The one thing we need to clamp down is allowing people to avoid paying for the society that makes wealth possible. Want to own property in the US? Great. Your worldwide income is now taxable. Want to avoid tax by transferring your "IP" to an Irish subsidiary and then paying royalty payments? Yeah, let's stop that.
We need to stop people getting the benefits of owning assets in a society while avoiding all the obligations.
Any/all attempts to levy more taxes on their vast profits are met with claims that they’ll just pack up and leave, even though the activity would still be profitable.
It never really made sense, but they always manage to drum up enough fear to scupper any plans.
The way to make it sane is to tax local assets, local consumption and doing business at specific location (IP protection revenue based taxes for example). If you attempt to tax world wide assets you will always get a situation when people choose another country to tax them. You can't claim it's exactly your country that deserves all the tax.
How does society make this wealth possible? Things like roads or schooling or electricity are deserving of a fee for the service provided. Not a perpetual share of your wealth. Imagine if every business you purchase from did the same thing. It doesn’t make sense.
As an example, nothing SF does (as a government) causes it to be a good place to build companies. That’s just network effects between VCs and founders and others. If the ecosystem were elsewhere it would still function just as well.
You should take your revolutionary business ideas and make a business with them.
Anyway, I'm gonna go pay my power bill.
This reminds of silly lines like “all tax is theft”.
It’s hard to even counter such absurdities.
I think you’ll find education, infrastructure, the financial system - those small things governments create and maintain - are somewhat essential to having a society that enables companies to exist. I don’t really know what else to say.
You're kidding right? A stable society is necessary for wealth to exist. A lot goes into creating a stable society. Education, law and order, roads, access to food and drinking water, affordable shelter and giving people hope for their futures.

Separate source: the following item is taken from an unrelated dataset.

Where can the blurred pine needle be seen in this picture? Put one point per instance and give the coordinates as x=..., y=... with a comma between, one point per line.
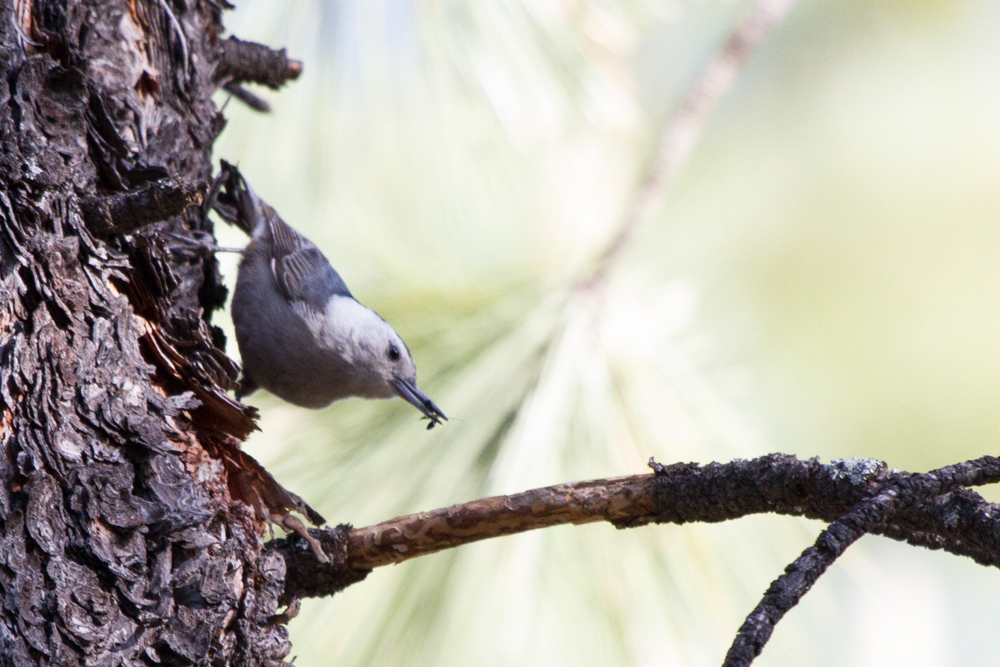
x=461, y=164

War and revolution are the ultimate forms of wealth redistribution. It's why the descendants of the descendants of monarchs and wealthy families don't control all the wealth today.
Leftists (of which I include myself) are demonized by neofeudal serfs who have replaced Catholicism with Capitalism but all we're trying to do is avoid the outcome we're hurtling towards where the heads of the wealthy end up on spikes outside the city walls and we have land reforms.
Unfortunately, you are not going to reach this kind of "temporarily embarrassed millionaire" with logic.
These people think that "wealth" is some kind of magical golden poop that millionaires produce every day from their golden toilets, for the betterment of society. "trickle down" economics I believe they call it.
How do you even begin to talk to someone like that?
It’s just impossible to engage with polarised people. Either you’re open minded and humble, and able to learn, or you’re certain you’re correct and angry about it.
This is social media’s bequest to humanity. I don’t know how people can work for those companies.
Social media was the death of nuance, critical thinking, and self-reflection.
The correct way to handle that is a Land Value Tax but nobody is ready for that conversation.